La profonde érudition du père Kolvenbach, qui se manifeste dans ses lettres, est remarquable. Sa mémoire phénoménale des personnes et des contextes et sa compréhension aiguë des complexités ont rendu ses conseils extraordinairement utiles alors que mon rôle était nouveau. La cordialité du père Nicolás et sa sagesse terre-à-terre m’ont inspiré. Il y a aussi sa compréhension et son appréciation des réalités religieuses et culturelles asiatiques, et son soutien aux théologiens asiatiques qui s’efforcent de développer une théologie asiatique. En la personne du père Sosa, je ressens et je me sens interpellé par son fort engagement social, qui découle de son solide ancrage dans notre spiritualité et de ses orientations socio-politiques académiques et expérientielles.
Y a-t-il un moment particulier dont vous vous souvenez, une expérience que vous avez vécue, ici à la Curie, et que vous garderez précieusement pour le reste de votre vie ?
Lors d’une retraite du Conseil, l’animateur a
utilisé l’Autobiographie d’Ignace comme « base ». Soudain, la
dévotion d’Ignace à la Sainte Trinité a pris vie au plus profond de moi.
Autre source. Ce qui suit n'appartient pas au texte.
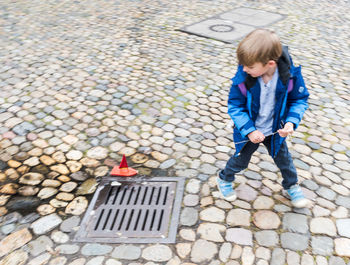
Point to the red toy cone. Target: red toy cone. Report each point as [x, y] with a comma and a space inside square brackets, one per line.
[123, 170]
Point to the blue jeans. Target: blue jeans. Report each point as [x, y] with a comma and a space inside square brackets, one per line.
[283, 160]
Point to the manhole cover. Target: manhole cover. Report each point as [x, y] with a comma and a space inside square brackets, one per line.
[133, 210]
[232, 25]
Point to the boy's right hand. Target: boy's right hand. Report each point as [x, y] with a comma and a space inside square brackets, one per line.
[256, 137]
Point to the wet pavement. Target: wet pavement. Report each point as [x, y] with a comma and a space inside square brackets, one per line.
[84, 82]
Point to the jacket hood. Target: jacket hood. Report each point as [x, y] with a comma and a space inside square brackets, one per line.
[284, 65]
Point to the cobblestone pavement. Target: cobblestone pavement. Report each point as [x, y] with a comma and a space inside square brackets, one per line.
[83, 82]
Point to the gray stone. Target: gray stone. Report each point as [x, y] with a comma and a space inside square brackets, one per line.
[246, 193]
[311, 185]
[67, 249]
[167, 164]
[267, 238]
[212, 214]
[307, 259]
[95, 249]
[191, 200]
[157, 253]
[326, 193]
[96, 261]
[295, 223]
[294, 241]
[46, 224]
[343, 201]
[70, 224]
[39, 245]
[238, 217]
[40, 260]
[189, 216]
[211, 232]
[322, 225]
[128, 252]
[239, 236]
[203, 251]
[322, 245]
[278, 257]
[333, 260]
[343, 226]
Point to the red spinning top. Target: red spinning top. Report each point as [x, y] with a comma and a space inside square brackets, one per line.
[123, 170]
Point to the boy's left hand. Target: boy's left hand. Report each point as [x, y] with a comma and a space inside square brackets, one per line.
[287, 130]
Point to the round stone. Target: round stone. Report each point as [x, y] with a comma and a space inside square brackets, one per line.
[45, 209]
[238, 217]
[157, 253]
[126, 252]
[342, 246]
[203, 251]
[31, 178]
[263, 202]
[211, 232]
[77, 206]
[322, 225]
[212, 214]
[265, 219]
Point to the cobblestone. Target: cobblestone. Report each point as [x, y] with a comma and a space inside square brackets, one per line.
[86, 82]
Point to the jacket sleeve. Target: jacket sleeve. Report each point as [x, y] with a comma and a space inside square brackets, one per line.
[297, 99]
[238, 111]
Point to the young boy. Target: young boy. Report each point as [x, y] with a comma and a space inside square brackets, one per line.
[266, 102]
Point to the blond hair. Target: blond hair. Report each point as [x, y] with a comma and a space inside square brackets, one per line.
[259, 46]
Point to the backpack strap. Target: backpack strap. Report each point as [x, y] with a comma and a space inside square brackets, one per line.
[290, 85]
[243, 88]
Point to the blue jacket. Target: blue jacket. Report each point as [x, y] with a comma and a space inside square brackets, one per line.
[289, 107]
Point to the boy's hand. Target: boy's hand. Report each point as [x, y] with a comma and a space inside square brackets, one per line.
[287, 130]
[256, 137]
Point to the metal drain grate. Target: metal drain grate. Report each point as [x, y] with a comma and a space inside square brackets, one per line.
[131, 210]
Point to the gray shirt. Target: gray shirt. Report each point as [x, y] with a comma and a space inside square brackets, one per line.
[264, 120]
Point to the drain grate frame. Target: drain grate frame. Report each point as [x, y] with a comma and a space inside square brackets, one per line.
[133, 210]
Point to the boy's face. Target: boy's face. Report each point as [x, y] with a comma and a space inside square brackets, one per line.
[258, 69]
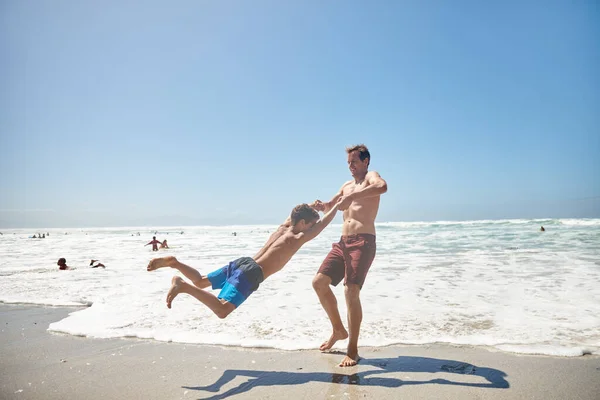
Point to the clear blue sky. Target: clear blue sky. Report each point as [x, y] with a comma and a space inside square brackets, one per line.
[231, 112]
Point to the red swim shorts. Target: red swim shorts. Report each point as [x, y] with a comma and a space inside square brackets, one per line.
[350, 259]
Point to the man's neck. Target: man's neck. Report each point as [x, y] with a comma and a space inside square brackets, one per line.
[358, 179]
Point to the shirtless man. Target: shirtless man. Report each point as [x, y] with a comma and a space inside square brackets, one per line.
[154, 243]
[243, 276]
[351, 257]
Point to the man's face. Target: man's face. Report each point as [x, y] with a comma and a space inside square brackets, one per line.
[355, 165]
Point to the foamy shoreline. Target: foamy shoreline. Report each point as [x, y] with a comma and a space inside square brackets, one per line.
[39, 365]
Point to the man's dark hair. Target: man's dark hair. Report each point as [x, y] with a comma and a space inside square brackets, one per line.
[305, 212]
[363, 152]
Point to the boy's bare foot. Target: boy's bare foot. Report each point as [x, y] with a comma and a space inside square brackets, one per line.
[176, 284]
[350, 360]
[335, 336]
[160, 262]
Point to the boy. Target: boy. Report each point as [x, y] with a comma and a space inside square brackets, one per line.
[243, 276]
Méditer
chaque matin sur l’icône de la Sainte Trinité d’Andreï Roublev, en ouvrant mon
ordinateur, et répéter le Trisagion (Saint es-tu, mon Dieu...) tout au long
de la journée m’a rendu plus « contemplatif » que je ne l’étais.
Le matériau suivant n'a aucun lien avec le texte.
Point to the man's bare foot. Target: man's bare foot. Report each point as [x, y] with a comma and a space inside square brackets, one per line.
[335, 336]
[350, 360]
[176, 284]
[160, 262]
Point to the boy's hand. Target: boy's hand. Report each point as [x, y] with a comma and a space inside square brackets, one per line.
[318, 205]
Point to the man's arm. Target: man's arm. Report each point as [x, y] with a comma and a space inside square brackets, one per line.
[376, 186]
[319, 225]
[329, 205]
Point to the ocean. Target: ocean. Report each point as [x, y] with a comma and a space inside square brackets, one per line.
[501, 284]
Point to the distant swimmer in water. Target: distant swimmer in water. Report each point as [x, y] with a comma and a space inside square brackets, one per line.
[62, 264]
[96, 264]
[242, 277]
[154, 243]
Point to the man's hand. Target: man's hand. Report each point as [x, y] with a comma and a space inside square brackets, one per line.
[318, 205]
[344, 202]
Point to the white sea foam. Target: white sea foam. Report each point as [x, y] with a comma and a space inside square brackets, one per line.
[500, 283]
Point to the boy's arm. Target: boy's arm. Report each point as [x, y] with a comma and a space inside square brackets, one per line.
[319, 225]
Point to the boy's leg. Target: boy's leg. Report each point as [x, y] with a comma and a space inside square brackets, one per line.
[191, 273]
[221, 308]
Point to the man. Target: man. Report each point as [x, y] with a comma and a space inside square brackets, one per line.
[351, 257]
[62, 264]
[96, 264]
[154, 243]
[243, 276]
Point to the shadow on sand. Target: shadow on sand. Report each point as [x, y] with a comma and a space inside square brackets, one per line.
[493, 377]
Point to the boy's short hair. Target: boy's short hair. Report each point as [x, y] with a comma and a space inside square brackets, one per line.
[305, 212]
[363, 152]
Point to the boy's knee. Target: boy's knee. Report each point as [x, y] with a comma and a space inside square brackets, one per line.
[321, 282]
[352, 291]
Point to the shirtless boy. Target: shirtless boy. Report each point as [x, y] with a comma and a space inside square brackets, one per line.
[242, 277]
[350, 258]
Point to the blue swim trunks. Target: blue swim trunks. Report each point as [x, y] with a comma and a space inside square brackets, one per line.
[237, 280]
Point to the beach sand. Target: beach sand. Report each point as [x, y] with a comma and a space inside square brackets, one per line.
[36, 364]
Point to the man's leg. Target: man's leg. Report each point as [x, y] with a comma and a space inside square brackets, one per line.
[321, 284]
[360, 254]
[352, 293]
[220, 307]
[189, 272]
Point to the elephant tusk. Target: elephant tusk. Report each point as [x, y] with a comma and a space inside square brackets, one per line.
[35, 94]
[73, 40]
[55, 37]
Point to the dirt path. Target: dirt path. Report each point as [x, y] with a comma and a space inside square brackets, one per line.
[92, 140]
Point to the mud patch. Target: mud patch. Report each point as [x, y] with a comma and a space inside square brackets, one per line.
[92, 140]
Cette dévotion me pousse à sortir avec amour, une disposition qui me fait
cruellement défaut en tant qu’introverti qui a du mal à sortir de sa zone de
confort.

Au cours de ces dernières années, y a-t-il une « Lettre du Général » ou un document de la Compagnie qui vous a nourri en tant que jésuite et assistant du Père Général ?
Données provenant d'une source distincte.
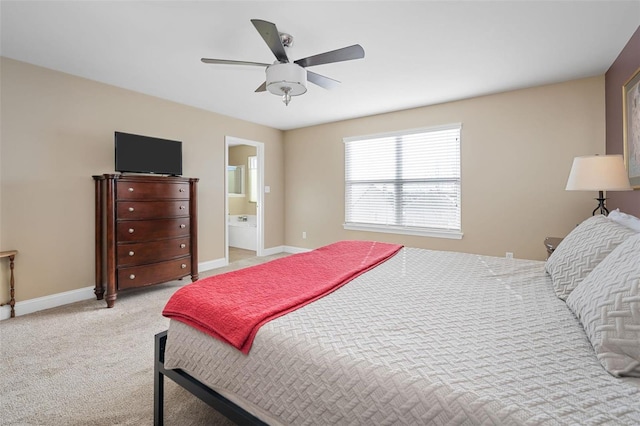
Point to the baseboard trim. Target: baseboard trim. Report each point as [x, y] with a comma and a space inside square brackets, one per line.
[211, 264]
[47, 302]
[294, 250]
[30, 306]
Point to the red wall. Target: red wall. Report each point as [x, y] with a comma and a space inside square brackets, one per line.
[620, 71]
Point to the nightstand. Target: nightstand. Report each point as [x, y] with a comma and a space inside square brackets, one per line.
[551, 243]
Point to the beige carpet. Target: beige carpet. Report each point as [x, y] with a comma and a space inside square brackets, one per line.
[84, 364]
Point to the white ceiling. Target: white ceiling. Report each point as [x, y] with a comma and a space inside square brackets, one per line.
[416, 52]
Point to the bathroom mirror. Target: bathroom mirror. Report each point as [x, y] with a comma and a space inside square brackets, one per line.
[235, 181]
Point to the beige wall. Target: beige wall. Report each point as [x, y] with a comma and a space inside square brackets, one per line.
[517, 149]
[57, 131]
[238, 155]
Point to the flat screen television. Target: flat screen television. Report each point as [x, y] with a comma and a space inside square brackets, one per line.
[144, 154]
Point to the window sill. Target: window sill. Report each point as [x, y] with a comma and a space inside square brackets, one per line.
[423, 232]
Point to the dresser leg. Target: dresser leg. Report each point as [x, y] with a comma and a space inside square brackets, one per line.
[111, 300]
[99, 292]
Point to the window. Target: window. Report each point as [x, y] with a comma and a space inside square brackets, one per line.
[405, 182]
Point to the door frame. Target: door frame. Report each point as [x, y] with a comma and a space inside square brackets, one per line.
[233, 141]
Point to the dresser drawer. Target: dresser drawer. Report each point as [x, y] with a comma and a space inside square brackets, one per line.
[152, 209]
[139, 276]
[148, 230]
[154, 251]
[146, 190]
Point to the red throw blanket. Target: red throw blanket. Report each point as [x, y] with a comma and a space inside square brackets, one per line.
[233, 306]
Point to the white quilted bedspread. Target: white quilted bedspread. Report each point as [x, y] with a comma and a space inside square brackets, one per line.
[428, 337]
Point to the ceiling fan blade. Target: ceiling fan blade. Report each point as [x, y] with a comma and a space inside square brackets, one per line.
[322, 81]
[345, 54]
[271, 36]
[231, 62]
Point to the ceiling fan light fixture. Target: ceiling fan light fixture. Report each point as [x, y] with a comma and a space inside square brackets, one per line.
[286, 80]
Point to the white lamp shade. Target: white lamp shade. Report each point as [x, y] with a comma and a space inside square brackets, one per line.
[598, 173]
[287, 75]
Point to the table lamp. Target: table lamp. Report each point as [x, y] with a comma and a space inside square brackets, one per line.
[598, 173]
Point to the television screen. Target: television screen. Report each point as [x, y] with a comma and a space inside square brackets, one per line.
[144, 154]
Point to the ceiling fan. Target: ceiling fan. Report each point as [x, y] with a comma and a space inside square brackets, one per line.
[286, 78]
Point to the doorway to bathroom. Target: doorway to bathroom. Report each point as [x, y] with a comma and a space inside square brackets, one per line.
[244, 183]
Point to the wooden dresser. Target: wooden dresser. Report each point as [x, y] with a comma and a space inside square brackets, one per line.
[146, 232]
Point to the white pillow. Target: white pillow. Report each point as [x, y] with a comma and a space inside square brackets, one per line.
[607, 303]
[582, 250]
[625, 219]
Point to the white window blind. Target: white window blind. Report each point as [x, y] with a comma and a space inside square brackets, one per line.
[404, 182]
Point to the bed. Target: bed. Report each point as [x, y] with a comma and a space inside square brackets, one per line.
[433, 337]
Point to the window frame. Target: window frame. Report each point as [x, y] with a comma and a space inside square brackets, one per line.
[401, 229]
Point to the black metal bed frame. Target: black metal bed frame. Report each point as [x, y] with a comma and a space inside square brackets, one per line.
[221, 404]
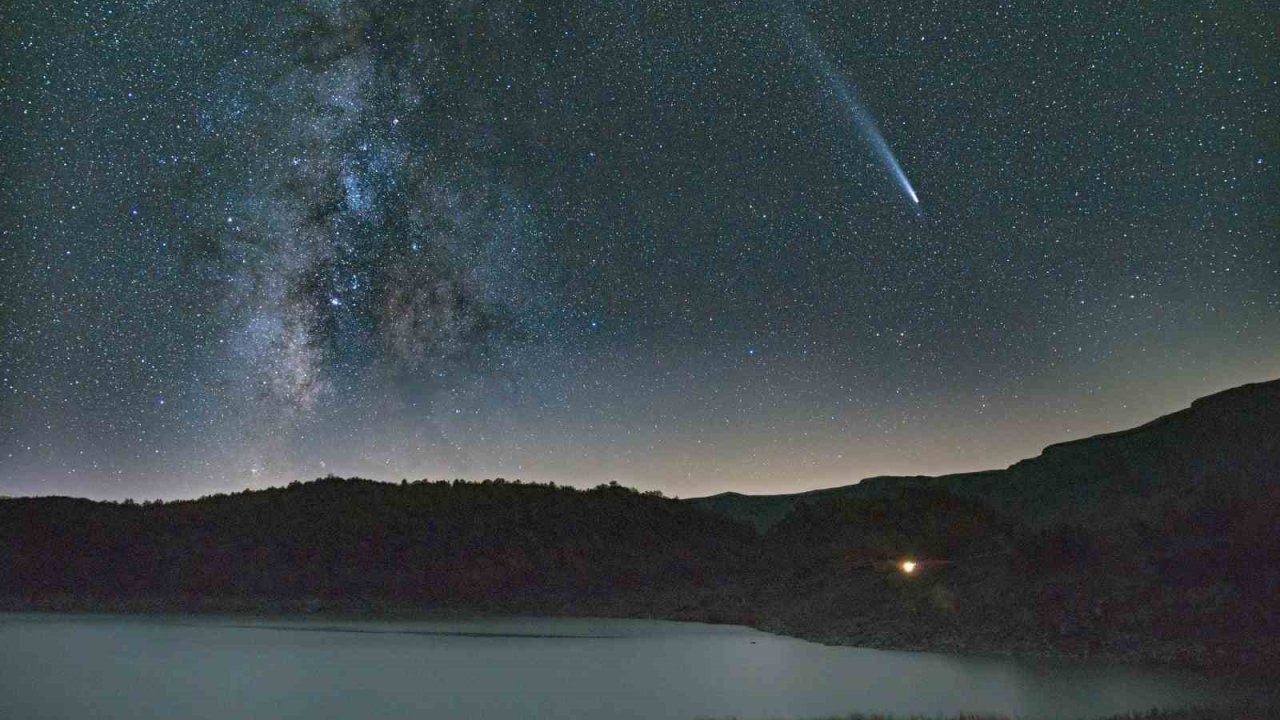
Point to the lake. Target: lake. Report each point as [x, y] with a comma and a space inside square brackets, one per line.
[219, 668]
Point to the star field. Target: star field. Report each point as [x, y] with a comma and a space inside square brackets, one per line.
[245, 244]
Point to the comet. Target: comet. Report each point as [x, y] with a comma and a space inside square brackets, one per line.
[848, 98]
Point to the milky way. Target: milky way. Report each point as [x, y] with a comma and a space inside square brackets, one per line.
[243, 244]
Aucun texte unique ne me vient à l’esprit. Cependant, voici quelques perspectives que je chéris profondément. Les convictions d’Ignace que Dieu s’adresse directement à nous et que l’efficacité apostolique ne découle pas de l’effort humain mais de la main omnipotente de Dieu. L’appel du père Nicolás à rechercher la profondeur spirituelle, intellectuelle et humaine. Trois « dictons » du père Sosa : missio Dei, jamais « notre » (mission jésuite), vitale pour une collaboration authentique ; vie-mission, pas vie « et » mission qui tend à insinuer une distinction, sinon une séparation ; maintenir les tensions et ne jamais chercher à favoriser l’une par rapport à l’autre (contemplation-action, soin personnel-soin apostolique, institutionnel-charismatique/prophétique).
Enfin, quels conseils donneriez-vous aux jésuites qui sont nommés à la Curie, afin qu’ils puissent à la fois bien profiter de cette expérience et servir la Compagnie de la meilleure façon possible ?
« Conseil » est un mot trop fort. J’invite
ces jésuites à profiter du privilège d’être au centre de la mission de la
Compagnie, en partageant les succès et les luttes de nos compagnons dans le
monde entier. Cette joie compense la lassitude que peut provoquer le volume de
travail. En outre, nous devons chérir la diversité culturelle de notre
communauté et sa mission d’hospitalité. Les visiteurs jésuites repartent avec
un profond sentiment d’appartenance à la Compagnie universelle s’ils nous trouvent
gracieux et disponibles ; notre bilan est très positif.